Coppia italiana ricattata in Georgia L’utero in affitto è una trappola
Se non pagherà più soldi, niente bimbe. Ennesima prova: serve il reato universale
■ Se ci fossero ancora dubbi sul fatto che quello dell’utero in affitto sia un mercato segnato dalla speculazione - e che quindi dichiarare la maternità surrogata reato universale, come vuole fare il governo guidato Giorgia Meloni, rappresenti una battaglia di civiltà - a dare un ulteriore esempio in tal senso, ieri, ci ha pensato il Corriere della Sera. In un servizio di Monica Ricci Sargentini si è difatti raccontato un caso che ben esemplifica come la compravendita di neonati sia non solo un grande business, cosa già nota, ma pure un business segnato da truffe e tentativi di estorsione di denaro.

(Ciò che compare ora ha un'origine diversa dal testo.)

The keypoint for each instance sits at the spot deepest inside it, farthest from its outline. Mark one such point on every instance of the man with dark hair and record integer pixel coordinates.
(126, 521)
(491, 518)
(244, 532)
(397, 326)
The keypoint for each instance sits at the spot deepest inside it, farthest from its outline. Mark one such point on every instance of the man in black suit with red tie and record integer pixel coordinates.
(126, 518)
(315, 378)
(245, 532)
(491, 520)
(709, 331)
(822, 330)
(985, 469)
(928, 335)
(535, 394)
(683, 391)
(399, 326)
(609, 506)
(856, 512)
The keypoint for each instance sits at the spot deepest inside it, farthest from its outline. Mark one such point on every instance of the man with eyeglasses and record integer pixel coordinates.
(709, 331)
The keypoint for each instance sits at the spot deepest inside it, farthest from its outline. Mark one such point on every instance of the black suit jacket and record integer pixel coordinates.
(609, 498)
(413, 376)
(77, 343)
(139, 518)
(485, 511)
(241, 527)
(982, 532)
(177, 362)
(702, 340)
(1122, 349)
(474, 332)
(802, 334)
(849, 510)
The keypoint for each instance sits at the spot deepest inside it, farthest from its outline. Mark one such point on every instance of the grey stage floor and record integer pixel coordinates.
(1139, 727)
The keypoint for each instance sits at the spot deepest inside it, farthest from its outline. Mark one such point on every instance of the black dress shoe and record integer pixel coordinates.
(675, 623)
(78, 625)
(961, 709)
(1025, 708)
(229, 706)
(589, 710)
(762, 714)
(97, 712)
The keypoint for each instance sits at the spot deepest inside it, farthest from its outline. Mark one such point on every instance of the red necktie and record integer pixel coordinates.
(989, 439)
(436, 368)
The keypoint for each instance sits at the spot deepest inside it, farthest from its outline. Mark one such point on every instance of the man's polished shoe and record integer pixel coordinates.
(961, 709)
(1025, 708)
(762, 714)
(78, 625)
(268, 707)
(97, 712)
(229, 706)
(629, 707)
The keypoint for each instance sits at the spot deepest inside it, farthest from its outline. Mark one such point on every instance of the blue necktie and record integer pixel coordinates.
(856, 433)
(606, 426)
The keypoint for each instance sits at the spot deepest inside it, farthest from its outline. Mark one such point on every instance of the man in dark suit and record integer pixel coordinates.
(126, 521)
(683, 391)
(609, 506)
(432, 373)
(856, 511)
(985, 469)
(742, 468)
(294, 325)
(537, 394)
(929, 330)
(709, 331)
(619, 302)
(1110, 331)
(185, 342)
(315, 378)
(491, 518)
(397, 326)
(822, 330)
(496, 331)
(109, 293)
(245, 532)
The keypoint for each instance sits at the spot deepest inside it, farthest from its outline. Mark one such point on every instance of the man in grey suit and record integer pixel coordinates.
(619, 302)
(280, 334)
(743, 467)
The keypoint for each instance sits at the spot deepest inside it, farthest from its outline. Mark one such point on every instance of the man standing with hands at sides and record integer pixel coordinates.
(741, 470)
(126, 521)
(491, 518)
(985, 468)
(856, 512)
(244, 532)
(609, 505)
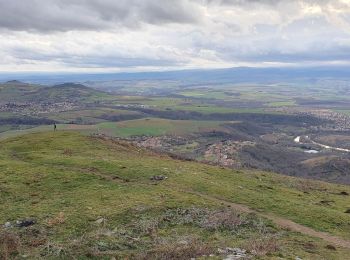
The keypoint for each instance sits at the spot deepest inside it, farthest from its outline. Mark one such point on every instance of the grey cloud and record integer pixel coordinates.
(65, 15)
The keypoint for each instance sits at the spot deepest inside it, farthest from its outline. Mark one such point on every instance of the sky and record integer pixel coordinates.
(151, 35)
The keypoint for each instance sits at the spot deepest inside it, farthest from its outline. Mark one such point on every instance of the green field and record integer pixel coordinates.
(93, 198)
(156, 127)
(139, 127)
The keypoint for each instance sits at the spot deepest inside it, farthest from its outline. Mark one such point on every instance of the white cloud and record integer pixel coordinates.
(103, 35)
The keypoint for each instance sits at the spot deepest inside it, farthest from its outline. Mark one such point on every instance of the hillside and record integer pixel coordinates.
(92, 197)
(16, 91)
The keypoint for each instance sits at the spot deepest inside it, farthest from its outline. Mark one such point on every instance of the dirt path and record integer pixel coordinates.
(281, 222)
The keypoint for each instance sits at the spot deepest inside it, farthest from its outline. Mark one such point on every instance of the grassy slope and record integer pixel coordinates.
(156, 126)
(85, 178)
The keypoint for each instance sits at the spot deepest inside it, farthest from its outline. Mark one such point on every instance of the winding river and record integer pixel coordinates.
(297, 140)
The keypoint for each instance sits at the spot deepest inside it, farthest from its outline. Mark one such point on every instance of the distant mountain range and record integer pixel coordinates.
(230, 75)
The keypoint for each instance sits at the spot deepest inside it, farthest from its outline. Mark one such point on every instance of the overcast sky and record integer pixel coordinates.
(128, 35)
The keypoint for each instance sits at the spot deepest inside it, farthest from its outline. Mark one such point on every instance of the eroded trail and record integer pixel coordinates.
(281, 222)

La vicenda ricostruita dal Corriere è quella di Sara e Alberto, nomi di fantasia di una coppia milanese rispettivamente di 43 e 35 anni, con lei che non ha più l’utero e che, pertanto, non può più concepire. Il desiderio di genitorialità è però così forte che i due decidono di intraprendere la strada dell’utero in affitto attraverso la rotta che, dopo lo scoppio della guerra in Ucraina, si è ritagliata amplissime fette di mercato: quella della Georgia, uno dei pochi Paesi che consente la maternità surrogata internazionale.
Così, colpiti dalle recensioni positive del sito della clinica Vita nova a Tbilisi che vanta 20 anni esperienza e 5.000 famiglie soddisfatte - Sara e Alberto nel 2022 firmano il contratto con l’agenzia. La scorsa estate viene loro comunicato che, al terzo tentativo grazie agli ovuli forniti da un’altra donna - la mamma surrogata ingaggiata è finalmente incinta. Aspetta due gemelli. Per i due la gioia è immensa. Nel febbraio di quest’anno, però, iniziano le brutte sorprese: la mamma surrogata ha la pressione alta ed è in ospedale. Così il 23 dello stesso mese, alla trentaduesima settimana, i gemelli nascono: sono due bimbe, una pesa 1,5 chili, l’altra poco meno di 1,3.
Il parto pretermine rende necessario il ricovero in neonatologia, reparto di cui la clinica di Vita nuova è però priva. Le bimbe così sono state trasferite al Gudushauri national medical center, una clinica perinatale, da dove non saranno dimesse se prima - viene detto alla coppia - non verrà pagata una somma ingente legata al loro ricovero. L’importo è di 12.000 euro, richiesti in contanti. Quando però vola Tbilisi, la coppia ha un’altra brutta sorpresa: gli euro richiesti sono saliti a 24.000. Un aumento sospetto, tanto più dopo aver appreso dell’odissea georgiana anche di altre coppie, guarda caso tutte con figli nati prematuri a seguito di maternità surrogata. Sono così coinvolti dalla coppia sia un avvocato, sia la Farnesina, guidata dal ministro Antonio Tajani.
Morale: pare che ora l’ospedale georgiano stia per accettare di dimettere le bimbe dietro un compenso un po’ più contenuto, pari a 19.000 euro. La vicenda sembra dunque volgere al termine, anche se la coppia - che fino a oggi ha potuto vedere le piccole solo pochi minuti - dovrà poi affrontare pure la questione della trascrizione all’anagrafe. Le rappresentanze diplomatico-consolari sono difatti tenute a trasmettere i casi sospetti al Comune competente e a inoltrare al contempo la notizia di reato alla Procura della Repubblica; ciò che dovrebbe verificarsi è quindi che all’anagrafe sia registrato solo il padre mentre la madre alla luce di quanto ha stabilito la Corte di cassazione con la sentenza numero 4448 del 23 gennaio 2024 dovrà ricorrere all’adozione in casi particolari.
In tale cornice emerge pure il paradosso che vede la Farnesina - ovviamente assistere questa coppia di connazionali, sì, ma per aiutarla a portare a termine un iter inclusivo di una pratica che non solo in Italia è perseguita, ma che il governo di cui anche Tajani fa parte vuole rendere reato universale. Il che conferma la necessità di una svolta legislativa che rafforzi, a livello internazionale, il principio secondo cui gli uteri non si affittano e i figli non si comprano.